At one point, the constant rejections left her feeling "unlovable", and she even sought psychological counseling. It wasn't until she heard about Muzz from a colleague that she realized she had another avenue for finding a suitable alliance.
Initially, she was skeptical. She wondered who would be okay with meeting through an app. "Three years after that initial judgement, I met Waseem on the same app,"Ezza says.
For Ezza, having a platform such as Muzz allowed her the control and freedom she needed. That's not to say she didn't face rejections.
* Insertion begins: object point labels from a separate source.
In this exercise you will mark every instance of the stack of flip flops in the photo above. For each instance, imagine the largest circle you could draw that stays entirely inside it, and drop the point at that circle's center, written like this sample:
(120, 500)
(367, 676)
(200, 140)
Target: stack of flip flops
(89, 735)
The process, however, gave her more freedom.
"One benefit is you can blur your pictures, which I did," Ezza said. "If you feel like moving ahead with someone, then you can change your privacy parameters, but you need a little bit of patience."
According to her, being rejected on the app was not as bad as the alliance meetings: "The good thing is people on the app aren't coming to your house, and your family isn't involved."

A vendor sells heart-shaped balloons in Lahore, Pakistan, on Feb 14. EPA
No emotional involvement
"On the app, if someone is rejecting you, there's no emotional involvement. If it doesn't work out, you just say bye. You don't have to go through traumatic or humiliating conversations."
Nayab Nazir, Pakistan's marketing lead for Muzz, says, "When Muzz launched in Pakistan, we already knew a lot of third parties were involved in the rishta process. There were a lot of aunties, khalas (maternal aunts), mamoos (maternal uncles) that single people didn't want to involve in the rishta process because they wanted their own say. So, we already knew we had to remove the middle person."
Sara, who found her husband through Muzz earlier this year, agrees with Ezza that such apps did allow her a greater level of control.
She said, "My thinking with the traditional process was, why should I give someone the power to come and reject me." She learned about Muzz through friends and family, and she was willing to give it a try.
Although Sara and Ezza were not on Muzz for too long, they did come across a wide range of people — and they weren't all good.
According to Sara, "The app, in itself, is really good, but some people on it are quite strange, so I wanted to be picky, and I think it's good to not just trust anyone on the app. I did match with a lot of good people, but my personal values didn't align with most of them, which is why I only met two people in person."
Aliya, 38, had been looking for a match through the traditional route.
She then found that Muzz helped a divorced friend to remarry. Both the girl and the person she met on the app had children from their first marriage, she said. "They met on Muzz, got married and now they have a child."
In many ways, such apps are providing an avenue for divorced or widowed women to find their partners.
Dil Ka Rishta, one of Pakistan's most popular matchmaking apps, prioritizes safety and privacy for its users, especially women. Their recently introduced VIP Matchmaking Service, which allows users to sign up without a public profile, came after their team received feedback from women who didn't want to create public profiles.
Mir Ishaq Rehman, CEO and cofounder of Dil Ka Rishta, said, "A lot of women told us they wanted help with marriage-related decisions but did not feel comfortable putting their photos and details on a public app. We created our VIP in-person service for them."
"Instead of posting a public profile, they work privately with a consultant who understands their requirement, speaks with families and presents a shortlist that reflects what they want," he said.